We have all been in a situation where we are trying to reason with an incredibly difficult person. It can be frustrating to say the least. They might act aggressive or try to control the conversation and sometimes can be a bit confrontational. While it is may seem impossible to reason with an unreasonable person, you can defuse the situation by staying calm and with the right communication techniques,v8 you just might find that you have turned that aggression into cooperation. Below are just a few tips on how to negotiate with difficult individuals.
Listening is a critical step in dealing with unreasonable people. Everyone wants to feel heard and no progress will take place until the other person feels acknowledged. When the other person is speaking, really focus on what they are saying instead of thinking about what you are going to say next. Oftentimes, we find ourselves thinking of our rebuttal when we disagree with what someone says. Active listening, however, will give you clues as to what is truly motivating that person.

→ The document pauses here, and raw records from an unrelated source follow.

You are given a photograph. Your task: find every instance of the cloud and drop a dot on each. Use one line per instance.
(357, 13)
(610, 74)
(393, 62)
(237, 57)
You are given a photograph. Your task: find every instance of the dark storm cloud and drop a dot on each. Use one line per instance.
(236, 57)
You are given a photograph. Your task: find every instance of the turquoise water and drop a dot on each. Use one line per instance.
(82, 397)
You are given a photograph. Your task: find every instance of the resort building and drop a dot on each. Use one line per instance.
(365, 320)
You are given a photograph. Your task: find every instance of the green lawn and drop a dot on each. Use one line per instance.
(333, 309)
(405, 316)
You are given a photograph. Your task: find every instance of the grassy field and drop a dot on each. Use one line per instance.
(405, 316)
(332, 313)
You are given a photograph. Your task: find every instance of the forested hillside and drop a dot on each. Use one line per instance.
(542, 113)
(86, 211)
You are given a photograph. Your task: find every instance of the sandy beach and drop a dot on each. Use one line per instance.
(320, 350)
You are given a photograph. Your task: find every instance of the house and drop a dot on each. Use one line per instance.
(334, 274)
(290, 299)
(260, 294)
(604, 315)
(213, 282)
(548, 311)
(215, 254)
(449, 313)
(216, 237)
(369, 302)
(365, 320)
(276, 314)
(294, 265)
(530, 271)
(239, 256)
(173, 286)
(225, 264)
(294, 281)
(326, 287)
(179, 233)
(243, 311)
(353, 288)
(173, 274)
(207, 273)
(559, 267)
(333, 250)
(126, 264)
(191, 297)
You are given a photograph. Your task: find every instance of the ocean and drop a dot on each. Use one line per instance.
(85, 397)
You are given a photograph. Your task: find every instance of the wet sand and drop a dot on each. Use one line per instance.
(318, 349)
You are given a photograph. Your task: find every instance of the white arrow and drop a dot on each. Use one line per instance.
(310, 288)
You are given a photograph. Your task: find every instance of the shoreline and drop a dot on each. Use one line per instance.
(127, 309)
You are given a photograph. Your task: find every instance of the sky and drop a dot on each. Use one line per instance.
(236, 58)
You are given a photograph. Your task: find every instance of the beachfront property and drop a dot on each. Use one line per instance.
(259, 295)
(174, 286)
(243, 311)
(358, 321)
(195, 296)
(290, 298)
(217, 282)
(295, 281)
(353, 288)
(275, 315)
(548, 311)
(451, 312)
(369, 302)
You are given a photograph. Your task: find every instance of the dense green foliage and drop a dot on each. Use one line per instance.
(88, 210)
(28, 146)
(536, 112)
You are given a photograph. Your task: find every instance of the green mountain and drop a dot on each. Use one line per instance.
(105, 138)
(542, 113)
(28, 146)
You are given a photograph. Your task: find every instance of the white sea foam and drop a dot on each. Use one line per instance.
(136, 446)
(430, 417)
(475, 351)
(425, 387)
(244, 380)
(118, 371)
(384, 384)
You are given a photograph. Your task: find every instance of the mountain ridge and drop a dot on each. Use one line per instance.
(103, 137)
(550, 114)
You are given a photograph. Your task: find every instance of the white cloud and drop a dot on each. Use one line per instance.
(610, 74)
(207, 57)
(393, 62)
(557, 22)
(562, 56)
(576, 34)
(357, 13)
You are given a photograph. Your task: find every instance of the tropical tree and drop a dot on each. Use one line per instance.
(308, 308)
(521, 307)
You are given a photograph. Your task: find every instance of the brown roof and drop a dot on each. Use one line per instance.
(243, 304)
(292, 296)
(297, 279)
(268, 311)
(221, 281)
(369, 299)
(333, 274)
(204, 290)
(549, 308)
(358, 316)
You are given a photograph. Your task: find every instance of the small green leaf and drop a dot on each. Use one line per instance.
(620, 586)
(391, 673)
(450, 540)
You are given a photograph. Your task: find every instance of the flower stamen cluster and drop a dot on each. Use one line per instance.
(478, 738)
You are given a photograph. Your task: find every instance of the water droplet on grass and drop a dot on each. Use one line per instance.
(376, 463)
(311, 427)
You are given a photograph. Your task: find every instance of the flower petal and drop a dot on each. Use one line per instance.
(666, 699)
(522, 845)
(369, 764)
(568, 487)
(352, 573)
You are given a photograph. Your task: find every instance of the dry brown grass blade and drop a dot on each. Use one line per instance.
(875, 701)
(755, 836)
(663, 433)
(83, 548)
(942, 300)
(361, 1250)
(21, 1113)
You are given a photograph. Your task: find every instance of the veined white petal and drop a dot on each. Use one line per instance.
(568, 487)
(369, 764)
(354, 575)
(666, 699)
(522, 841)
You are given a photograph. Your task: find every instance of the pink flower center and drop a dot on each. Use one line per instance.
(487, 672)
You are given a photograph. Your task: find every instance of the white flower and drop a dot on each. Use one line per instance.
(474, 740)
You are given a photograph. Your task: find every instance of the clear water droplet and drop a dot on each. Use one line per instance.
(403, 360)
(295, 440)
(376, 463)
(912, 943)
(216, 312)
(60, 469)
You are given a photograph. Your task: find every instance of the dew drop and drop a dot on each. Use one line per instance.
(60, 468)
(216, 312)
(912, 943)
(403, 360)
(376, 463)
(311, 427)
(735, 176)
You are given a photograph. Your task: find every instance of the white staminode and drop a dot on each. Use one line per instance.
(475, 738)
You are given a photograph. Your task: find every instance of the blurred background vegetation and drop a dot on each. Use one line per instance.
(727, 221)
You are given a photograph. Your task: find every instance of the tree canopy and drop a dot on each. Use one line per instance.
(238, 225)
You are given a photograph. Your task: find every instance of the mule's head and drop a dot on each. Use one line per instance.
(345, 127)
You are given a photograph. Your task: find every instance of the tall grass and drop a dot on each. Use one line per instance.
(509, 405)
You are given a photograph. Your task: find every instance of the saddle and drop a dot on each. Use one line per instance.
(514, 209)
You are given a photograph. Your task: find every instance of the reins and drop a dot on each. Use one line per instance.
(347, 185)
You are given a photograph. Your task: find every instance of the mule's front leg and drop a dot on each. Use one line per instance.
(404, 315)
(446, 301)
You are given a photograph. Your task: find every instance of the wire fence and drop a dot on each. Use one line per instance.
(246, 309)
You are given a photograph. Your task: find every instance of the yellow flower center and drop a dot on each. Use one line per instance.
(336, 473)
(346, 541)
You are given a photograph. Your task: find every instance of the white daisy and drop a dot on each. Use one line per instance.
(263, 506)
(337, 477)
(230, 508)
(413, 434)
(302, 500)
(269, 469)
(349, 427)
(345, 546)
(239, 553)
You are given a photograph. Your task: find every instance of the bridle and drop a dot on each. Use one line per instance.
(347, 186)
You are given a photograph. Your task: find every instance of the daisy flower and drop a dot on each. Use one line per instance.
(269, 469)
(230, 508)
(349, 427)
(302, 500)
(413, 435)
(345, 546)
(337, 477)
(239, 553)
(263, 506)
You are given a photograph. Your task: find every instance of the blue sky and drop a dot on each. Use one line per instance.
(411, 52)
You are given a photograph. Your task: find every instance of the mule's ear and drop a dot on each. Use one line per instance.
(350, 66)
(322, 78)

When someone is being unreasonable our emotions can get the best of us but the first rule in dealing with unreasonable people is maintaining your composure. When you are less reactive you can use better judgment to handle the situation. Before speaking, pause for a moment and take a deep breath. This gives you a little more time to figure out how you can communicate more effectively. Despite how the other party is behaving, remain calm and don’t get caught up in the heat of the moment. No matter how the person is treating you, showing dignity and respect will help resolve the situation.
Concentrate on Problem Solving
When you feel like someone is being unreasonable your first reaction will probably be anger or frustration. Instead of reacting immediately, try looking at the situation from multiple points of view. Widening your perspective can minimize the possibility of misunderstanding. For example, you might think that someone has been purposely ignoring your emails but you should consider the possibility that they have been very busy. Instead of letting your emotions get the best of you, shift the conversation to how you can solve the problem. People who act aggressively do so because of their own issues, so avoid taking things personally and stay focused on bringing a solution.
Oftentimes people who are difficult respect those who convey strength. You don’t have to be a total pushover just because the person is being unreasonable. You should remain polite, yet assertive because difficult people are more likely to listen to someone who is assertive. This means you should also set boundaries. Remember that you have the right to be assertive and say, “Please don’t talk to me like that.” You don’t have to be rude or angry but you should be matter-of-fact.
This is perhaps the most difficult thing to do when dealing with someone who is being unreasonable. Naturally we get defensive and immediately want to explain why they are wrong. However, arguing with a difficult person will only make the situation worse. You are not going to convince them of anything, so your best bet is to avoid argument and focus on a solution.
Flexibility is more important than ever when you are dealing with a difficult person. There is no “one response fits all” kind of solution in these situations. Every person is different and responds differently so it is important to treat each situation as unique as be flexible in order to de-escalate the situation.